I thought I was prepared.
Fellow writers had told me I’d be swimming in them before I got my first contract offer from an agent.
So I cleared a wall for their display, a means of confronting rejection head-on and with pride.
Still, it hurt.
But it hurt only the first few times.
After a while, I became numb to automatic rejections and I learned the value of the personal notes, which sometimes came with feedback. I even came to miss them when I finally signed with an agent nearly three years ago, eagerly searching my inbox for strays.
I have since parted ways with my agent and returned to the hunt.
I knew I would have to endure those early stings again, so I steeled myself and fired away the first few query letters. I waited weeks, sometimes months, never knowing when I would open my inbox and read those words that pierced my heart and soul.
Too late, I learned it didn’t have to be that way.
I could have been rejected on my own terms with the negativity self-inflicted, expected, hard-hitting from the start. I could have beaten myself up five times in one day and gotten the whole thing over with, numbed myself immediately instead of waiting, waiting and waiting..
I could have — no, I should have — used The Rejection Generator Project.  
I will tell you no more.
Check it out.
Spare yourself.
Be warned though, it can be addicting even for those who already have agents or publishers. 

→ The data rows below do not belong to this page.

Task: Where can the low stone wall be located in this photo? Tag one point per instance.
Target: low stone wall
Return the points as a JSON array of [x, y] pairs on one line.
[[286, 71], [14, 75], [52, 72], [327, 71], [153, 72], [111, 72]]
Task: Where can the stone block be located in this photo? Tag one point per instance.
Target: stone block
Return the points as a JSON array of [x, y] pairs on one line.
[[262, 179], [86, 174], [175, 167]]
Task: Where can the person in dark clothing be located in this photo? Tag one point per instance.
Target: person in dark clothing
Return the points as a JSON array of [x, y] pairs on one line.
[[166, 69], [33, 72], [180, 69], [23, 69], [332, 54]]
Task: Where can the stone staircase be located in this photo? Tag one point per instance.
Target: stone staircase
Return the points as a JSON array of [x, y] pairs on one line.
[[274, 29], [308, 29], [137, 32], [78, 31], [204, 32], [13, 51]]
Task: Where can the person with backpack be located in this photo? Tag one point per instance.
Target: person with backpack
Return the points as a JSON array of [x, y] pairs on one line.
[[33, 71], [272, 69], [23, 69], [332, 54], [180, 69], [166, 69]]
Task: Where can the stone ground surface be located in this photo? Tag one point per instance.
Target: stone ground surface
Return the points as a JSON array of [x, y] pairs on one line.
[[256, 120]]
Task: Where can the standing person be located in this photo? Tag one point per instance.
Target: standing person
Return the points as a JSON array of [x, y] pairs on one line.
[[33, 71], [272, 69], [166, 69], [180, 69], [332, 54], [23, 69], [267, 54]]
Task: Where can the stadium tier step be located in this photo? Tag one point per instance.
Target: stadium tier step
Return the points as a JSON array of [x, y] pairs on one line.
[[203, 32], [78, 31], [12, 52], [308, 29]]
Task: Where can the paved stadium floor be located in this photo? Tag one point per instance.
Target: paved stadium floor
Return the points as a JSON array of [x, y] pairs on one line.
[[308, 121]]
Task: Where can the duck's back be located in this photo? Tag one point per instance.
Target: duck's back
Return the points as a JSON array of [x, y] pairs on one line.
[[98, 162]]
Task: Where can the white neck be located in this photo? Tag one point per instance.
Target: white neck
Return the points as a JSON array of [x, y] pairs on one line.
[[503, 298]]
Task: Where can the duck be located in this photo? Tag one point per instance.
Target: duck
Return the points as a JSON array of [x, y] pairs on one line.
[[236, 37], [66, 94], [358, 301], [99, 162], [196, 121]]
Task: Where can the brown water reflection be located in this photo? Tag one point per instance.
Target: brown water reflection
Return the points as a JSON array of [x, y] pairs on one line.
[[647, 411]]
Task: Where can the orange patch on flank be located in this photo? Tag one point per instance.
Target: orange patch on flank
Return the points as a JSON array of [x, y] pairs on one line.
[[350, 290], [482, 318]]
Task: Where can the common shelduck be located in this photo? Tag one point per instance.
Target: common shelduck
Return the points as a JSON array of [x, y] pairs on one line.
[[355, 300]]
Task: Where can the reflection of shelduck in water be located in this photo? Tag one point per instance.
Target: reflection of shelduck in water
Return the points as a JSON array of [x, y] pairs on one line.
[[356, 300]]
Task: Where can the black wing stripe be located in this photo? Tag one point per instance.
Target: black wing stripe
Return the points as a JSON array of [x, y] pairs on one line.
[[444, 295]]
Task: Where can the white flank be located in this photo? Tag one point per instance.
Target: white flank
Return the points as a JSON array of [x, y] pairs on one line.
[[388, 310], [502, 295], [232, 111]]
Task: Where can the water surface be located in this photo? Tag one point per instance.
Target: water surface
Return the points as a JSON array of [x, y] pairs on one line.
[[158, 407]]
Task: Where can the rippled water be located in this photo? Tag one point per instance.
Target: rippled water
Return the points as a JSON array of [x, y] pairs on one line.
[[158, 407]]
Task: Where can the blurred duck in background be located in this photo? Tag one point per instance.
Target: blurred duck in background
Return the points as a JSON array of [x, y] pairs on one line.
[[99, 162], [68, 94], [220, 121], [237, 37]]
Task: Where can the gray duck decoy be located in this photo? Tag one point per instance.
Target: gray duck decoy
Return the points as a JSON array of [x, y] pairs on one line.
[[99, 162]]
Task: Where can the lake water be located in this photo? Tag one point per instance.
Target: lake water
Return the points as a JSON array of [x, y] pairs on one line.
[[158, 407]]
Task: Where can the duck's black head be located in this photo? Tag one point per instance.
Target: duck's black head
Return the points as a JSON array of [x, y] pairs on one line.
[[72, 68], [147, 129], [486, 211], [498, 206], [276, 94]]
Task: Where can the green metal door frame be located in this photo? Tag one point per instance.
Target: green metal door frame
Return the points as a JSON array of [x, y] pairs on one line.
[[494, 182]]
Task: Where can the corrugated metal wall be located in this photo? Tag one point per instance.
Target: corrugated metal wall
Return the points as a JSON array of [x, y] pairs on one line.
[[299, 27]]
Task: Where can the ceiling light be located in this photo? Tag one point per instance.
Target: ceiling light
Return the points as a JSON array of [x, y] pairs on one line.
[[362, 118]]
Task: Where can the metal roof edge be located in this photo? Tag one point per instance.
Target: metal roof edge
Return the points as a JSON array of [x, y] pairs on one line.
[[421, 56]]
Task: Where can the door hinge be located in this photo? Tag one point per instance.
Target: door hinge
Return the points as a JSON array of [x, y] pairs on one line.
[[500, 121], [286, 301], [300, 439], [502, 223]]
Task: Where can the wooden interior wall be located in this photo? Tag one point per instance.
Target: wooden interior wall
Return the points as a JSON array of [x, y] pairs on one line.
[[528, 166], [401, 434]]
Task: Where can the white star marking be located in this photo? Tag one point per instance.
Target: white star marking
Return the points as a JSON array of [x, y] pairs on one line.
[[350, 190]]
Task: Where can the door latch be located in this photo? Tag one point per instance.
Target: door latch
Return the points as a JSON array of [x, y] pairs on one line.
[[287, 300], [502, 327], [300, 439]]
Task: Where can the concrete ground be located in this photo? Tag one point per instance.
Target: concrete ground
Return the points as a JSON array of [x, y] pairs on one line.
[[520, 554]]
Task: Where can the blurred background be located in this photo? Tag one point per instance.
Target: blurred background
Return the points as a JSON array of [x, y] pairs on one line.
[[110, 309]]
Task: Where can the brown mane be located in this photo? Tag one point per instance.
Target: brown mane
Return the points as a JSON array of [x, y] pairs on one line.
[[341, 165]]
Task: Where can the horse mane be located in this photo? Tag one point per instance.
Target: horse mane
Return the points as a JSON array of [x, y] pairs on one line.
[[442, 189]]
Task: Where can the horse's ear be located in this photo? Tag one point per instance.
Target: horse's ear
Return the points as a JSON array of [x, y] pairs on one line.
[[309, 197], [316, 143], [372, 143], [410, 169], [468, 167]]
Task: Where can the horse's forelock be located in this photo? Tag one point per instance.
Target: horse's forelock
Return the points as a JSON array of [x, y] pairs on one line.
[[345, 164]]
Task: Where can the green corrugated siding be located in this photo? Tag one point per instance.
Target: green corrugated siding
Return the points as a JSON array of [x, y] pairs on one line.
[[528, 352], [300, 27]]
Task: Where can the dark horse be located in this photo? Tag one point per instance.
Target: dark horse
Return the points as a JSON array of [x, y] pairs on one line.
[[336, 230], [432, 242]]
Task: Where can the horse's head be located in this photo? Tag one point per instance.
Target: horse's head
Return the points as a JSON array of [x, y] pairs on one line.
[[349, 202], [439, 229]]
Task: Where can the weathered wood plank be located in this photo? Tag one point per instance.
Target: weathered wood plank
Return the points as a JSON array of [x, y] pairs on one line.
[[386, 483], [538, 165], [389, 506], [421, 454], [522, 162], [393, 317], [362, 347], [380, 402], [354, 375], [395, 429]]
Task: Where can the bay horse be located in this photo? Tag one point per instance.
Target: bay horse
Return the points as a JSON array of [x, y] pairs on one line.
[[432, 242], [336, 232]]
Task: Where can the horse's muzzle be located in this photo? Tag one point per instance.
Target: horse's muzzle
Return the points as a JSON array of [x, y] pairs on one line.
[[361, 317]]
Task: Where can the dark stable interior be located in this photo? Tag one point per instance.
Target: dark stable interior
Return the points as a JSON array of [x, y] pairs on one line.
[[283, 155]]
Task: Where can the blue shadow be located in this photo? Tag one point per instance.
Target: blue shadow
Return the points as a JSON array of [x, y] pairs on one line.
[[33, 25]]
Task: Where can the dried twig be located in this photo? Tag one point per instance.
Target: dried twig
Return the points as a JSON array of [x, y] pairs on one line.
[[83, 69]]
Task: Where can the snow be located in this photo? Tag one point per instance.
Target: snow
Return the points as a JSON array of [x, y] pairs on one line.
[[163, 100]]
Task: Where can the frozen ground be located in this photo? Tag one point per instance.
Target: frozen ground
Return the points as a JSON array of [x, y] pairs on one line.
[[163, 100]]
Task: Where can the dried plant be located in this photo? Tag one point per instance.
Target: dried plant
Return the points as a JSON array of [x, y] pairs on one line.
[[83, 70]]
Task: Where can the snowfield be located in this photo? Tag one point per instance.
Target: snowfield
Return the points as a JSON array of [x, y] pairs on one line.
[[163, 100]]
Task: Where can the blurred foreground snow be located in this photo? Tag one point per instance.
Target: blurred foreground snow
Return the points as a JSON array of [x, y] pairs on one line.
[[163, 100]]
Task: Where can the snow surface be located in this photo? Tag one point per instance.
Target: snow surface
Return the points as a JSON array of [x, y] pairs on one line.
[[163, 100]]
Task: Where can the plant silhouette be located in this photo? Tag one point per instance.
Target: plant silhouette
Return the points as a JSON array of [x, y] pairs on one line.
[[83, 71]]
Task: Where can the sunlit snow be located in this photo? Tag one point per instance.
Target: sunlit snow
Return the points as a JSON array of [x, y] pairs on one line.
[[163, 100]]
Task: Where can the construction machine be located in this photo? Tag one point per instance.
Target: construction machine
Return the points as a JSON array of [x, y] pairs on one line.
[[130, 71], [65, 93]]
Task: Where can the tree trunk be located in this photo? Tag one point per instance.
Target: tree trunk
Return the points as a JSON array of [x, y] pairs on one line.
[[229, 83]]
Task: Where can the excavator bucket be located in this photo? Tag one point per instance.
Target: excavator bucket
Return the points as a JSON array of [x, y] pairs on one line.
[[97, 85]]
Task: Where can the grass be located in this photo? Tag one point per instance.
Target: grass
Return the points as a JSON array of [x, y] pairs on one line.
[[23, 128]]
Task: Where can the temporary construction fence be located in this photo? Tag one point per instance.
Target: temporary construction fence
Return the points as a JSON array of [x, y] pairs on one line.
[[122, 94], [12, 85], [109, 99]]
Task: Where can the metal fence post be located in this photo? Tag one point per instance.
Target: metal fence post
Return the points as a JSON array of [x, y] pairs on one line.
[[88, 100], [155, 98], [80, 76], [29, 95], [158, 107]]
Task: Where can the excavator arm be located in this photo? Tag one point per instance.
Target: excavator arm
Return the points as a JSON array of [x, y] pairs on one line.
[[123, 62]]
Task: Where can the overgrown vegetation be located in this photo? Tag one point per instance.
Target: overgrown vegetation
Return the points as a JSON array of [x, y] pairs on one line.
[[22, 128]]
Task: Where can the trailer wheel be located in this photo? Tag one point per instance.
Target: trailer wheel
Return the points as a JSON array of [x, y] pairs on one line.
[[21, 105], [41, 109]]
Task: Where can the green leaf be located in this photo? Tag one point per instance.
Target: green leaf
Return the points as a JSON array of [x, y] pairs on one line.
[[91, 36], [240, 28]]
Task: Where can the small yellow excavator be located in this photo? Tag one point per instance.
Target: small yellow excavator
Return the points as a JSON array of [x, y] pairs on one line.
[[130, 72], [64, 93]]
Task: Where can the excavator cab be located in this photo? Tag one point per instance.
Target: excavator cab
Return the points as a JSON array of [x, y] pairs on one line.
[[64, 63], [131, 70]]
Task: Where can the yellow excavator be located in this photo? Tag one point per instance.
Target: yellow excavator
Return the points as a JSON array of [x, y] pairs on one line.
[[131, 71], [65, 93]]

Hunting, hunting, hunting for my ticket to artistic freedom

I was so excited to sit down at my computer when all four kids started school this fall and write.
Just write.
It’s been six months since I’ve had regularly scheduled work hours and I had all kind of visions in my head of fully immersing myself in novel number three, taking running breaks whenever I suffered a bout of writer’s block, and maybe having a clean kitchen now and then.
Almost two weeks into the school year and I have yet to write more than a blog post.
I’ve gone running twice.
Dishes fill the sink.
It’s my own doing.
A few months ago, after the completion of my second novel, I amicably parted ways with my agent.
So now I am on my own again.
With my agent went the luxury of writing without a care.
I once again have to worry about the business of writing.
And I’m not happy about it.
The innocence that inspired me in the agent hunt the first time around is gone.
I no longer get giddy when I find an agent I want to query. I am well aware that the agent is receiving about 50 other queries on that same day and that my query might not get more than a glance, regardless of how hard I try to get that agent’s attention.
I no longer get my hopes up when I get a request for a full manuscript.
It’s affirming, but it’s just another step in the process.
A rejection is still more likely than a contract offer.
I no longer query any old agent with a web page.
I am pickier now, seeking only agents with proven sales records in my genre and carefully researching their reputations as human beings (No refection on my previous agent. He is a wonderful guy with a great sense of humor.). I want this agent to be my last agent.
I don’t ever want to go through this process again.
But I know I have to grin and bear this.
A good agent, in my opinion, is a godsend.
My fingers are itching to write, my mind is racing with plots and characters, but they will have to wait just a little bit longer.
The right agent will set me free.
Free to write.
And that freedom, I know, will be well worth it.

The Great (Writers) Depression

It seems that this recession is quickly giving way to a great depression.
And I’m not sure how to stop it.
Today, a woman posted on a writing forum that she is giving up writing for good. Her husband is unsupportive, her kids are unsupportive, the rest of her family is unsupportive.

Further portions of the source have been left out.